Contributors to this research from the Gillings School were Rhyan Vereen, Ph.D., MPH, former postdoctoral trainee, and Nabarun Dasgupta, Ph.D., MPH, a Gillings Innovation Fellow and doctoral alum in epidemiology.

Lazard’s earlier research showed that seeing anti‑vaping content on social media can reduce vaping knowledge and beliefs. The study identified messages that participants said discouraged them from vaping. But to counter pro-vaping content, finding messages that teens and young adults choose to share is key. The latest study, now published in The Journal of Adolescent Health, examined which anti-vaping posts are most likely to be shared. To do this, Lazard’s team drew on clikbrite, a simulated social media platform created by co-author Dominic DiFranzo, Ph.D., of Lehigh University. Clikbrite allows researchers to record user interactions that would be impossible on traditional social media.

“Experiments conducted on social media are often difficult due to proprietary algorithms and display constraints, privacy violations and a lack of reproducibility across research teams,” Lazard said. “We frame clikbrite to participants as a beta platform. They go in knowing that they won’t know anyone on the platform.
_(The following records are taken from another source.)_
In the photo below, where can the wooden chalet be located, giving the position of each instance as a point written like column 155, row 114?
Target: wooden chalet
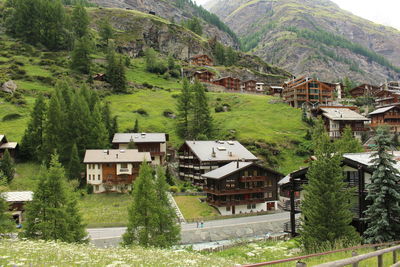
column 242, row 187
column 249, row 86
column 201, row 60
column 199, row 157
column 308, row 91
column 204, row 76
column 357, row 173
column 364, row 90
column 113, row 170
column 387, row 116
column 387, row 98
column 337, row 118
column 154, row 143
column 12, row 147
column 229, row 83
It’s a test of the content in a controlled environment that also protects participants’ privacy.”

The researchers added visuals to the anti-vaping messages that could easily be shared on social media. They showed participants three different types of messages. The first type emphasized the health harms of vaping. The second featured health harms and a social impact, such as emphasizing a student might be unable to play sports. The third was neutral statements about vapes, such as “Leaving a vape in a hot car may damage it.”

anti-vaping social media messages
Examples of anti-vaping social media messages shown to participants.

The most likely posts to be shared are about the health harms of vaping.

“Young adults want the facts and they want them plainly stated. That’s what discourages them from vaping and makes them want to tell others about it,” added Lazard. “We also found that if we talk about novel health harms, that can be more discouraging than things the participants already know.”

Although the study measured participants’ intention to share the messages, it did not measure whether their vape usage decreased in the long term. Future research could examine whether sharing anti-vaping messages reduces social influences for vaping. But in the campaign to reduce vaping, there is compelling evidence that the best thing you can do is share health harms that people might not know.